MİRAÇ GECEMİZ: İLÂHÎ RAHMET VE SEKÎNET VESİLEMİZ

    Geçen yıl milletçe büyük bir felaket yaşadık. Yitirdiğimiz her bir canın acısıyla yüreklerimiz yangın yerine döndü. Acımızı tarif etmeye kelimeler kifayetsiz. Allah’a hamdolsun ki dün olduğu gibi bugün de zor zamanımızda kenetlendik. Âlicenap milletimiz başta olmak üzere duyarlılık gösteren ülkelerin, depremin ilk anından itibaren maddi manevi imkânlarını seferber etmesi her türlü takdire şayandır.

İnanıyoruz ki aynı iman ve ruha sahip olduğumuz müddetçe aşamayacağımız hiçbir engel yoktur. Toplu vurdukça yüreklerimiz Allah’ın yardım ve inayetiyle üstesinden gelemeyeceğimiz zorluk yoktur. Birlik ve beraberlik içinde hareket ettiğimiz sürece saramayacağımız hiçbir yara, dindiremeyeceğimiz hiçbir acı yoktur.

Bu gece, mahzun gönüllerimize ilâhî bir rahmet ve sekînet vesilesi olan miraç gecesini idrak edeceğiz, inşallah. Bizleri bu mübarek geceye ulaştıran Cenâb-ı Hakk’a sonsuz hamd ü sena, ümmeti olmakla şeref bulduğumuz Sevgili Peygamberimiz Hz. Muhammed Mustafa (S.A.V.) Efendimize salat ve selam olsun. Miraç Gecemiz mübarek olsun. 

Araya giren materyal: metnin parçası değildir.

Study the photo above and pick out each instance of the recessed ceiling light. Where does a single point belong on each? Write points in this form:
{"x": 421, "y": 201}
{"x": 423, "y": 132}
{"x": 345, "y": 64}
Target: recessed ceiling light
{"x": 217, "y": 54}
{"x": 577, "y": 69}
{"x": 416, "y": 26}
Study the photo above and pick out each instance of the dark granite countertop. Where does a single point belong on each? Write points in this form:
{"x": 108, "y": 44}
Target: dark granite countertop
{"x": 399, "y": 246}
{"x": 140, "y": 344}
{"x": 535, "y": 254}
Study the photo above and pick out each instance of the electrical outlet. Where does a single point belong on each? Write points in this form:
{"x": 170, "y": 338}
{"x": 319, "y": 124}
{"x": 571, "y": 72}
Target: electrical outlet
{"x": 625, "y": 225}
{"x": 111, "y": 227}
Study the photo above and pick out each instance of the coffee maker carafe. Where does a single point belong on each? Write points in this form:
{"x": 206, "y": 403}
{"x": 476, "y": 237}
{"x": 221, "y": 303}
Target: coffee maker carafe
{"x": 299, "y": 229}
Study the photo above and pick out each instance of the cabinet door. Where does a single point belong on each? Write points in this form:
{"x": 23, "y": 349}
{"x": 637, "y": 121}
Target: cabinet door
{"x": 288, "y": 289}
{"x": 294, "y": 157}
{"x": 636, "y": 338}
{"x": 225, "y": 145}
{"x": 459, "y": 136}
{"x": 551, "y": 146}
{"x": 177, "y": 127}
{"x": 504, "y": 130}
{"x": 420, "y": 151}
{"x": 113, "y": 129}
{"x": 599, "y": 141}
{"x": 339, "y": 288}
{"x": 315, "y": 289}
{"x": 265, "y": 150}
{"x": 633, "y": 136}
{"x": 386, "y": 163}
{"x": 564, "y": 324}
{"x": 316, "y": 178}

Yüce Rabbimiz, Hz. Peygamber (S.A.V.) Efendimizi, ömrünün hüzün senesi olarak bilinen çok zor bir döneminde miraç hâdisesiyle teselli etmişti. Âlemlere rahmet Hz. Muhammed Mustafa (S.A.V.) Efendimizi zatının birliğine, büyüklüğüne ve sonsuzluğuna şahit kılmıştı. Bu kutlu yolculuk Kur’an-ı Kerim’de şöyle anlatılmaktadır:

سُبْحَانَ الَّذِى أَسْرَى بِعَبْدِهِ لَيْلاً مِنَ الْمَسْجِدِ الْحَرَامِ اِلَى الْمَسْجِدِ اْلأَقْصَى الَّذِى بَارَكْنَا حَوْلَهُ لِنُرِيَهُ مِنْ آيَاتِنَا اِنَّهُ هُوَ السَّمِيعُ الْبَصِيرُ

“Kulu Muhammed’i, bir gece Mescid-i Haram’dan alıp Mescid-i Aksa’ya kadar götüren ALLAH her türlü noksanlıklardan münezzehtir. O Mescid-i Aksa ki, biz O’nun etrafına feyz ve bereket verdik, etrafını mübarek kıldık. Bu gece yolculuğunu, O’na bizim kudret ve azametimize delâlet eden ayetlerimizden, nice şaşkınlık verici şeylerden bazısını gösterelim diye yaptırdık. Muhakkak ki O, evet sadece O, her şeyi hakkıyla işitci ve her şeyi de hakkıyla görücüdür.” 

İsra ve Mi’rac hadisesi: Hz. Peygamber (S.A.V.) Efendimiz uyanıkken, şahsı yani hem mübarek vücudu ve hem de ruhu ile olmuştur. Rüyada veya sadece ruhu ile olmamıştır. Eğer böyle olsaydı, Mekke müşrikleri ve hatta imanı zayıf bir kısım Müslümanlar tarafından inkâr edilmezdi. 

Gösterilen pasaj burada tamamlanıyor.